How Much Will Medicare Cost Me in 2017?
When calculating the finances you’ll need in retirement, one important question to ask is, “How much will Medicare Cost Me?” Here is a breakdown of the Medicare costs you’ll encounter in 2017.
Some parts of Medicare come with a premium and deductible, and most require coinsurance or a copayment. In addition, all face rising costs from year to year. In this post, we’ll take a look at the Medicare landscape for 2017 to see what your out-of-pocket costs might be.

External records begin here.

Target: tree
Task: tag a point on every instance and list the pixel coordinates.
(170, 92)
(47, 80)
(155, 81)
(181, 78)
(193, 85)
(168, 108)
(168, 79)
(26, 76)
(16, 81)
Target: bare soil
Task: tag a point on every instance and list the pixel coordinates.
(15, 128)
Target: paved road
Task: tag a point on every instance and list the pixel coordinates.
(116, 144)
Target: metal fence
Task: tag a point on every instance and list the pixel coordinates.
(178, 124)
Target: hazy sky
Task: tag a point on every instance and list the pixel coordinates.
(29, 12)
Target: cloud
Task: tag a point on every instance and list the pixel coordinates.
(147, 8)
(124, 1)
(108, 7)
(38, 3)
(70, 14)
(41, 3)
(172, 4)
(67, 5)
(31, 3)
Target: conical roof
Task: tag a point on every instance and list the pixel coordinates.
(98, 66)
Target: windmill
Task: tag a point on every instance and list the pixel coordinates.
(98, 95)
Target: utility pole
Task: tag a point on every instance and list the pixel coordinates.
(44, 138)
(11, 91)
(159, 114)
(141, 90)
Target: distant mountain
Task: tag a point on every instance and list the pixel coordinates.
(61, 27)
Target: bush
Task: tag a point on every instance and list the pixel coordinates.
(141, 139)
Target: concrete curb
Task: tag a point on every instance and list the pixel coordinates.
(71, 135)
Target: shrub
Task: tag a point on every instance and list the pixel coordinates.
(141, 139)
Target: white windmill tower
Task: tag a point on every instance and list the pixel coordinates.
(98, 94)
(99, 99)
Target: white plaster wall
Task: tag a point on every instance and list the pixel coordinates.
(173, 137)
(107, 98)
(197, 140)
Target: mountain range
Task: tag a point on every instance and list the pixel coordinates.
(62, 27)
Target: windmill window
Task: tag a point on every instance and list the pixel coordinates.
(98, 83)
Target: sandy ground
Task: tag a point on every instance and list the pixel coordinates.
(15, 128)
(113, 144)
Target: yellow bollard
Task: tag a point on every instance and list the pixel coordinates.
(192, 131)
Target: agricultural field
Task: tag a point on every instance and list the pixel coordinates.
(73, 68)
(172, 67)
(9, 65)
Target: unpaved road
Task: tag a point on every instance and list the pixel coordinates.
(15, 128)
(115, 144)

2017 Medicare Cost of Part A
Medicare Part A, which covers hospitalization, skilled nursing care, some home health services, and hospice, will likely be premium-free as it is for 99% of seniors. This is because the premiums have been pre-paid during the course of your or your spouse’s employment through FICA payroll taxes. If you haven’t worked the requisite 10 years or 40 quarters, you may still purchase Medicare Part A coverage but the premium is steep, up to $413 per month in 2017.
The Part A deductible for 2017 rises to $1316 from $1288 and is a benefit period deductible rather than an annual deductible. This $1316 deductible is paid on admittance to a hospital or acute care facility and covers the first 60 days of care. Once your are out of the hospital for 60 days, a new benefit period begins and a new $1316 deductible would have to be paid. As you can see, it would be possible to pay several deductibles over the course of a year. In addition to the deductible, Medicare Part A requires coinsurance of $329 per day for days 60 to 90 and $658 per day for lifetime reserve days 90 to 150. Under Original Medicare, there is no coverage for days past day 150.
For care in a skilled nursing facility, the coinsurance amount in 2017 rises from $161 to $164.50 for days 21 through 100 in each benefit period.
2017 Medicare Cost of Part B
Medicare Part B, which covers doctors services, outpatient or partial hospitalization, durable medical equipment, and some prescription drugs, comes with a monthly premium. For most people, the monthly premium will increase to $109 in 2017 from the 2016 amount of $104.90.
The adjustment in the Medicare Part B premium is tied to the Social Security Cost of Living Adjustment (COLA) and, by law, may not increase more than the Social Security COLA. The linkage of the premium increase to the COLA protects seniors who are already receiving Social Security benefits. This group of seniors is known as the ‘hold-harmless” group.
Because 25% of Medicare Part B is funded through current premiums, any shortfall between the dollar amount that 25% figure represents and the amount paid by the hold harmless group must be made up by the following group of seniors:
- Those who age into Medicare in 2017
- Those who are directly billed for their premium (Because they aren’t yet drawing a Social Security benefit from which the premium is otherwise deducted)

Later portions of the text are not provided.